The total IgM response also significantly varied between the CC lines for each time point (Fig. S1). Compared to the other lines, CC019 mice had the highest IgM level for day 4 (P < 0.0005; ANOVA), whereas the IgM levels were highest in CC058 mice for day 7 (P < 0.0005). For day 10, the highest IgM levels were observed in CC046 mice (P < 0.0001; ANOVA).

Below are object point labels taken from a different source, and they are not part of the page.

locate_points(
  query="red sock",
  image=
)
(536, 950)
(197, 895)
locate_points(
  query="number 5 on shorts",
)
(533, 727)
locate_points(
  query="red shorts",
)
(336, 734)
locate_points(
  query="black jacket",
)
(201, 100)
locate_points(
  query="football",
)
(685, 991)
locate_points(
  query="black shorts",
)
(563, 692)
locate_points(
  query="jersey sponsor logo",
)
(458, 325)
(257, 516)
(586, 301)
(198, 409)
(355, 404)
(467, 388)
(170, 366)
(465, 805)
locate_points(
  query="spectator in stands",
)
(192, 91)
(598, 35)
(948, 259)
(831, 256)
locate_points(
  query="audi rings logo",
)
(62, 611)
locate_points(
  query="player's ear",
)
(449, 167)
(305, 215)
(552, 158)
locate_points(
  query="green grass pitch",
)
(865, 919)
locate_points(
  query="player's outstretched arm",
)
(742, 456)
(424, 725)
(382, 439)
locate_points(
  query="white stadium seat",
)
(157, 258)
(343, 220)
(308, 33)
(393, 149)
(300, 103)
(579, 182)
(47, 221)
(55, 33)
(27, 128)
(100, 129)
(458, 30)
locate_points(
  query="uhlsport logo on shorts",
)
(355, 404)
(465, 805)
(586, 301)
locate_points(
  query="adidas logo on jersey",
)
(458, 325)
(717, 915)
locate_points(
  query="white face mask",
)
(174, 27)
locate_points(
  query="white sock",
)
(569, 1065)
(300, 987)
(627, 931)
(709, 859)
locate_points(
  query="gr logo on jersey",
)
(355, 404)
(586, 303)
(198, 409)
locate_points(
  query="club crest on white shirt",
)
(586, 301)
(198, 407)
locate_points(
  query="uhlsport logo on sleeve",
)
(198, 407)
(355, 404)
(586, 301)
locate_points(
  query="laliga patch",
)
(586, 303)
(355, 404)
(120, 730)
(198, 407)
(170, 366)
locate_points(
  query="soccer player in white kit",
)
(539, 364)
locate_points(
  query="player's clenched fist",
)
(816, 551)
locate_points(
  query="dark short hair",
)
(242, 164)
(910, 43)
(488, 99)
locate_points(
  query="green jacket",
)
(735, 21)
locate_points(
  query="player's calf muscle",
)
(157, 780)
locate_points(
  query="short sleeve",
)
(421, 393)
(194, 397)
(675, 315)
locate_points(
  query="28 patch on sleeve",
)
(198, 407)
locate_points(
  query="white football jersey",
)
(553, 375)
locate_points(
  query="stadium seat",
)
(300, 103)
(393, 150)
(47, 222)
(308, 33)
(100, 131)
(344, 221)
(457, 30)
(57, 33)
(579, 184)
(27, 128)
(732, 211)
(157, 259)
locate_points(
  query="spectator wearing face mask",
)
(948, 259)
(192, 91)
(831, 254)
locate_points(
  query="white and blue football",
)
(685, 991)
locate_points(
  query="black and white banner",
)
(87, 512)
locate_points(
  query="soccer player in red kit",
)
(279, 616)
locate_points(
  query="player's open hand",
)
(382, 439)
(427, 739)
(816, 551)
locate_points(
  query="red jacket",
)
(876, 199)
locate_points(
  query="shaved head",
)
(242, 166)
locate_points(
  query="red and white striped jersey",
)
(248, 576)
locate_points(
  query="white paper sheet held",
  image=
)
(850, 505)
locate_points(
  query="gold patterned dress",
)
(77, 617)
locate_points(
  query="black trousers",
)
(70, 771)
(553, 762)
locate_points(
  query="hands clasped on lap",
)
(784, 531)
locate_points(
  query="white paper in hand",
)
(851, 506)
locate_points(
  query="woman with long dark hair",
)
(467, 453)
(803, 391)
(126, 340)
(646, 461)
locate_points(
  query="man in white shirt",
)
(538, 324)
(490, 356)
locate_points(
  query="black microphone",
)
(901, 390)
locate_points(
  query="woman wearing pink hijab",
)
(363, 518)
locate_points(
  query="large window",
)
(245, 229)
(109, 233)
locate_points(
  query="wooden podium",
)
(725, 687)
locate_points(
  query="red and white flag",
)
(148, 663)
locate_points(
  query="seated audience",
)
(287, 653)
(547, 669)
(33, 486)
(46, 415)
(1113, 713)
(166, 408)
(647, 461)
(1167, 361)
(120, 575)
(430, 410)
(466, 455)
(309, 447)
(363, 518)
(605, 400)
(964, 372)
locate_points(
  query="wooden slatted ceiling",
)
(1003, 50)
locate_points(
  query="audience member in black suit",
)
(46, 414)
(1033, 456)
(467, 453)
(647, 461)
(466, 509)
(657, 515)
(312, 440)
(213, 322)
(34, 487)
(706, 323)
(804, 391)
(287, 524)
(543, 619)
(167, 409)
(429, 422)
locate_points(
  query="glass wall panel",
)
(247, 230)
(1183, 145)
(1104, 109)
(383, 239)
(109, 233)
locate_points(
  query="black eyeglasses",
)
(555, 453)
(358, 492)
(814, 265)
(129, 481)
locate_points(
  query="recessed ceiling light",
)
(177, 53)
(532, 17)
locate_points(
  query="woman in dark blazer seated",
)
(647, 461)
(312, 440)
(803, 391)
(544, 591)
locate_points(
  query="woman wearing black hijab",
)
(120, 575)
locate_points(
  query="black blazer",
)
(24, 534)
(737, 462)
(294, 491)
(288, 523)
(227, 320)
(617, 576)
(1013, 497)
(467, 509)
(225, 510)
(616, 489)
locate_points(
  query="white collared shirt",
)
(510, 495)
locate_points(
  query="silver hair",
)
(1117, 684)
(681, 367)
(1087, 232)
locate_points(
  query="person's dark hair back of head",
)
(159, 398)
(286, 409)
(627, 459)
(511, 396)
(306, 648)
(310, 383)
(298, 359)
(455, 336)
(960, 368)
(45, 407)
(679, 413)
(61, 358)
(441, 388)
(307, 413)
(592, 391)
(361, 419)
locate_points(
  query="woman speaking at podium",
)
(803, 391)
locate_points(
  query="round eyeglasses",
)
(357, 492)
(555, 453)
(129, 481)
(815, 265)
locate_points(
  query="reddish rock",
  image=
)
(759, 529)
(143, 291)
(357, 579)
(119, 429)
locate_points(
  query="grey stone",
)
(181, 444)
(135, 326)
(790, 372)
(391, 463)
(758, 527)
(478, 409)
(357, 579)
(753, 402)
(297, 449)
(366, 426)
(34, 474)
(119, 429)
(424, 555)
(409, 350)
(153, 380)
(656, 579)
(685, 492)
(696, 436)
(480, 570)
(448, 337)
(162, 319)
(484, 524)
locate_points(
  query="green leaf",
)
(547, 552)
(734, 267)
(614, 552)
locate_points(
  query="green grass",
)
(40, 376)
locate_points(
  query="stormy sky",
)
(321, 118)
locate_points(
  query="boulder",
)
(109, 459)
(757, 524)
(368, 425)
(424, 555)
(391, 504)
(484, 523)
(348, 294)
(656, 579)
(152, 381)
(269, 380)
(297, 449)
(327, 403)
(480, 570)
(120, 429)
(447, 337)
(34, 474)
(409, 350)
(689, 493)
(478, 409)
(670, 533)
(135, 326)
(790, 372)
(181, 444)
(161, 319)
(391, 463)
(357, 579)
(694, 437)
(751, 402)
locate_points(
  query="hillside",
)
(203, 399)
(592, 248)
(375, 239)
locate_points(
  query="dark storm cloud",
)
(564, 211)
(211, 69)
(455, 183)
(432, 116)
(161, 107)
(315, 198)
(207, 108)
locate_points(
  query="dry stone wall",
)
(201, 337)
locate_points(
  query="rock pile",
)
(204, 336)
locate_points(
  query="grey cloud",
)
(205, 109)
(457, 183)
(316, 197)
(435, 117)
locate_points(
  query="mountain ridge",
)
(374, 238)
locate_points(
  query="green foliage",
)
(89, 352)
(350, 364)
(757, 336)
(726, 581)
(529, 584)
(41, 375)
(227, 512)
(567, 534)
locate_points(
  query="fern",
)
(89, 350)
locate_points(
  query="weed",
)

Lack of B. recurrentis dissemination.

To examine whether B. recurrentis A17 spirochetes disseminated to different mouse tissues, brain, heart, spleen, kidneys, urinary bladder, ear pinnae, and tibiotarsal joints were collected at day 10 postchallenge and subjected to culture and histopathology (3 mice per line for each analysis). The histopathology evaluation was performed in a blind manner by two pathologists. The tissue culture results were consistently negative across all mice of the tested lines, including the cross-bred animals. Similarly, no significant histopathological findings (e.g., inflammation or the presence of spirochetes) were detected in the examined tissues.

DISCUSSION

Until this study, there had been only one experimental mouse model available to study B. recurrentis. This model was developed over a decade ago and was based on B- and T-cell-deficient mice (21). To identify it, four mouse strains (6-week-old males), BALB/c (BALB/cAnNTac), BALB/c nude (C.Cg/AnNTac-Foxn1nu NE9), SCID (C.B-Igh-1b/IcrTac-Prkdcscid), and SCID beige (C.B-Igh-1b/GbmsTac-Prkdcscid-Lystbg N7) were subcutaneously inoculated with B. recurrentis strain A17 or A11 (1 × 106 cells per mouse). As a comparison control, the tick-borne RF spirochete, Borrelia duttonii, whose genomic makeup is very similar to the B. recurrentis genome, was used (21, 31, 32). Phase contrast microscopy on blood collected daily for the first 20 days postchallenge demonstrated the lack of spirochetemia in both fully immunocompetent BALB/c and T-cell-deficient nude mice (33), indicating the minor importance of functional T cells for anti-B. recurrentis defense. In contrast, B. recurrentis-inoculated SCID and SCID beige mice, which were housed for 150 days postchallenge, developed and sustained microscopy-detectable spirochetemia during the entire period (21). Expectedly, these immunodeficient mice did not exhibit any relapsing patterns due to the missing humoral immune system (34). The levels of 150-day-long spirochetemia induced by A11 or A17 also were relatively low (∼2 × 105 cells/ml of blood), as opposed to about 200-fold higher levels observed in B. duttonii-infected SCID and SCID beige mice. Surprisingly, the highest levels of spirochetemia in some immunocompetent CC lines (CC001 and CC046) tested in this study were 1 order of magnitude higher than that observed in the previously developed immunodeficient mouse model. In addition to inherent discrepancy in mouse genetic traits, the high-grade spirochetemia demonstrated in the CC mice could also be potentially explained by a different enumeration approach taken in the present study. To quantify B. recurrentis spirochetemia, plasma samples were deliberately chosen over blood as the analysis of plasma, having the ability to detect fewer than 10 cells per ml of blood, was demonstrated to be more sensitive (29).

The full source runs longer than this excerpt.